Animal Liberation Front members join forces with Mija to save Okja.
The most potent political statements in the film happen in extremely short scenes, as though by chance. When K (The Walking Dead’s Steven Yeun)—the ALF translator who lies about Mija’s consent—says goodbye to her, he advises, “Mija, learn English; it opens new doors!” During the chase scene we see an American soldier in the Seoul Metro. Both moments point to Bong’s desire to point out the conflicted relationship between South Korea and the United States that has existed since the Korean War. Okja contains moments of great emotion, making us feel the injustice of the poor super pig’s fate.
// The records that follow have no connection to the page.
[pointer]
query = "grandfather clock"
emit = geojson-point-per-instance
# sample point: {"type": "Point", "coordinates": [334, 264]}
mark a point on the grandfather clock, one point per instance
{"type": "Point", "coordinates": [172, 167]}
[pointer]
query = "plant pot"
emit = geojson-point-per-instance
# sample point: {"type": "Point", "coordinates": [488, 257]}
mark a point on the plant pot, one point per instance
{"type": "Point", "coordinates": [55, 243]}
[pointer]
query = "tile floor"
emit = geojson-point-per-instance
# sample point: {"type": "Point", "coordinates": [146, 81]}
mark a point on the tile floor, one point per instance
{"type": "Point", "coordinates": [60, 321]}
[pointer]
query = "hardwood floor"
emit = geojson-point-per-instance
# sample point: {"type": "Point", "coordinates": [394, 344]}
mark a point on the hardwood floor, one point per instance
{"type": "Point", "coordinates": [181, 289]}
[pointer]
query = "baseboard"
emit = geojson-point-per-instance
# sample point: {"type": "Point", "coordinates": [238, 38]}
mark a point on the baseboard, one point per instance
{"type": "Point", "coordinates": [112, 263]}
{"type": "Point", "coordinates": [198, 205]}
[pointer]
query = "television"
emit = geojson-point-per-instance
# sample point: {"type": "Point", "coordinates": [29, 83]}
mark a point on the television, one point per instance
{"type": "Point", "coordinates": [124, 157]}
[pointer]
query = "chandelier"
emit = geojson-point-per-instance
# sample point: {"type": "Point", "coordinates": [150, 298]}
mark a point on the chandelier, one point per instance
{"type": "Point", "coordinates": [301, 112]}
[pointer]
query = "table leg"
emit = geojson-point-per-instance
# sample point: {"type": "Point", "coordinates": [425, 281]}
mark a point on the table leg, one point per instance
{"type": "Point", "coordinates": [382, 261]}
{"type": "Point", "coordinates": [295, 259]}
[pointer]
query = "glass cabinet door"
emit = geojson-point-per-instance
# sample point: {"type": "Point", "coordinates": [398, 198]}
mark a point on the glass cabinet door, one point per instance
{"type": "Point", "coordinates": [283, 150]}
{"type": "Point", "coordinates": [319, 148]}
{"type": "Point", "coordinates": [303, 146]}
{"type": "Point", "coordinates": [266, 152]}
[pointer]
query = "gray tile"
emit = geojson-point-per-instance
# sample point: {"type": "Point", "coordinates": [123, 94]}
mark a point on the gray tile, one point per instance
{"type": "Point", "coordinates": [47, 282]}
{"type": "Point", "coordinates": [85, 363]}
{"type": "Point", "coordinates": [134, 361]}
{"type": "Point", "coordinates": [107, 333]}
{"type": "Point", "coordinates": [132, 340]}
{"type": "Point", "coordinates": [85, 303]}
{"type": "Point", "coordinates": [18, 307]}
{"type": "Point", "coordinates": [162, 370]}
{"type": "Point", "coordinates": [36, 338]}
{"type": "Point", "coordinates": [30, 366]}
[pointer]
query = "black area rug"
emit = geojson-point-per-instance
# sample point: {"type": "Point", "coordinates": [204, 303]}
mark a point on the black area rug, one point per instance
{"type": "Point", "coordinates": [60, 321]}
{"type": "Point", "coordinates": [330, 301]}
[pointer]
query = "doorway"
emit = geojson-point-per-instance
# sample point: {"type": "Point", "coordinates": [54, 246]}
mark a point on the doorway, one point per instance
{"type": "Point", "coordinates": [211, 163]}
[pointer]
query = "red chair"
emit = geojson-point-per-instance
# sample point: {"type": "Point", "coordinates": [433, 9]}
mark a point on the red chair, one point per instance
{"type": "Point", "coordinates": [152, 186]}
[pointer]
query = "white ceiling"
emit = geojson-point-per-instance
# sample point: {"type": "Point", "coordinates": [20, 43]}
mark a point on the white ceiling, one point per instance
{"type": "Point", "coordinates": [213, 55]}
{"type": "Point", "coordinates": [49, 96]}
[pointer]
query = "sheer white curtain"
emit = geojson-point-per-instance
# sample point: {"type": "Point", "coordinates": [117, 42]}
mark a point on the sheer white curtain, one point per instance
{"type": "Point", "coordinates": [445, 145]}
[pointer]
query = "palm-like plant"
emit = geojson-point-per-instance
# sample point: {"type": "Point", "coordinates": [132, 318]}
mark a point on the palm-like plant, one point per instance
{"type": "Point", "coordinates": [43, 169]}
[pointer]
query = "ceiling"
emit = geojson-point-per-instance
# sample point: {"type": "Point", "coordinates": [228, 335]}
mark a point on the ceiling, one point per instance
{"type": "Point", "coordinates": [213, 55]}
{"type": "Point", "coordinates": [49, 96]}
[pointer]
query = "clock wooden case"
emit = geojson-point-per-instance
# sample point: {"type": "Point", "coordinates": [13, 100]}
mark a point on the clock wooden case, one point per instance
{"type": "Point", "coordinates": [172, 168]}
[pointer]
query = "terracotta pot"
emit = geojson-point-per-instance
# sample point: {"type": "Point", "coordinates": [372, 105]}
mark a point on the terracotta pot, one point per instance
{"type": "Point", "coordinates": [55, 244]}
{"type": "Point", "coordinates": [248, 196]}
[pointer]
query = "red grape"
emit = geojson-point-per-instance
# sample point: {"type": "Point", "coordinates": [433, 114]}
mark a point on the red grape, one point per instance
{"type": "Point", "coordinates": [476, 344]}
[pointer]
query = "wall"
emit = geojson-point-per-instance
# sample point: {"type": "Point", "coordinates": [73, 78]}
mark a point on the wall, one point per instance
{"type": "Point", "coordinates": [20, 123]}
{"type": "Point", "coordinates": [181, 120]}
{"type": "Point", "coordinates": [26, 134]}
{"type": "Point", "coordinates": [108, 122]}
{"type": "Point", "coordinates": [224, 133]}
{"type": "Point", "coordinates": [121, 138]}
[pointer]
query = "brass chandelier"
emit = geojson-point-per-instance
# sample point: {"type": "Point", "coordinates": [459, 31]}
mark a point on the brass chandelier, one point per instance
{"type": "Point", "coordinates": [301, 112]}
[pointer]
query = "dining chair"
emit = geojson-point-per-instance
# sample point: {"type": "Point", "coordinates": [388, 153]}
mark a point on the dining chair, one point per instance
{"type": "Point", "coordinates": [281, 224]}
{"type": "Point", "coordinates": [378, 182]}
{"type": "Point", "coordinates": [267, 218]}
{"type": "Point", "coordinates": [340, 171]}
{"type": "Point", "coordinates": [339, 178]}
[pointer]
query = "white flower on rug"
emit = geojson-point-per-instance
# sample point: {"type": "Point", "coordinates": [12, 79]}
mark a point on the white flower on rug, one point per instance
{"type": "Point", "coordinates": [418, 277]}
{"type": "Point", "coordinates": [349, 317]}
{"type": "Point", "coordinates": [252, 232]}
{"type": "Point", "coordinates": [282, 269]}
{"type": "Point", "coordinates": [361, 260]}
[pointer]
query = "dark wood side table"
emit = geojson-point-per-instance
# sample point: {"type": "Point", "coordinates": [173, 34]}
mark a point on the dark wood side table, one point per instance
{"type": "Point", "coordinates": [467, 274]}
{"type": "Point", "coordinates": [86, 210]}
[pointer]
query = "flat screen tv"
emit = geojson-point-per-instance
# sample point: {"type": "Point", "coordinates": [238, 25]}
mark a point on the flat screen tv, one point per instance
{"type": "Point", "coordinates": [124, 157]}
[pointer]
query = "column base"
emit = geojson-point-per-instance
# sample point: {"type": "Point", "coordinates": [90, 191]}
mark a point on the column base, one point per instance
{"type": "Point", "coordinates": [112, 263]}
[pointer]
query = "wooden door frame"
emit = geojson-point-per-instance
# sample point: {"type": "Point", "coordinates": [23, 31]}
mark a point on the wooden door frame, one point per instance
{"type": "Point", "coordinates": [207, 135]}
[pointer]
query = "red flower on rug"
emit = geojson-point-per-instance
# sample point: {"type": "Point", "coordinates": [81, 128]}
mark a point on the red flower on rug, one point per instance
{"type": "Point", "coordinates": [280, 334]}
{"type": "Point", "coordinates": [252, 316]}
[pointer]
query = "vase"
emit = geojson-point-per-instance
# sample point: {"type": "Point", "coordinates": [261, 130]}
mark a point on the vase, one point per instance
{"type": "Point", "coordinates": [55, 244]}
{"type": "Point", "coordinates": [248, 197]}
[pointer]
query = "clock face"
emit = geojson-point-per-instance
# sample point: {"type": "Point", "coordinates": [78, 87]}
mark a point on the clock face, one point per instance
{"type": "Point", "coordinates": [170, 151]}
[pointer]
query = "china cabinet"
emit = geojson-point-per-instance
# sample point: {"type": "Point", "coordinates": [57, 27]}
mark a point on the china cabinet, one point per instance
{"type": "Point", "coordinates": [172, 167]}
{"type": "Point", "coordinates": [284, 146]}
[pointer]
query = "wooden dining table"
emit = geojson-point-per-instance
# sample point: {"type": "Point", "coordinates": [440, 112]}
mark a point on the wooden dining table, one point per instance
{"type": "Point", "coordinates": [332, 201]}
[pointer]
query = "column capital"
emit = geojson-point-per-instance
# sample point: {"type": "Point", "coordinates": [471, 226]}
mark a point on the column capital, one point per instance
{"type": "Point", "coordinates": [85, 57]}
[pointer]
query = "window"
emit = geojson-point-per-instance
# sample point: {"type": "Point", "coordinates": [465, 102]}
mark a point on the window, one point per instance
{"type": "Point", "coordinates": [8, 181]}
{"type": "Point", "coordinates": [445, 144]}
There is powerful imagery of factory farming and Bong is able to give a visceral sense of the inhumanity and repulsiveness of genetically modified food. Bong is very talented at evoking emotions and creating stunning visuals. His interest in quirky human behavior and abruptly juxtaposing vastly different tones and styles make Okja an exhilarating experience that does cause the viewer to question industrial food production, but I only wish Bong would have taken his critique a step further and made a clearer political statement.
Rahul Hamid, a Cineaste editor, teaches film at New York University.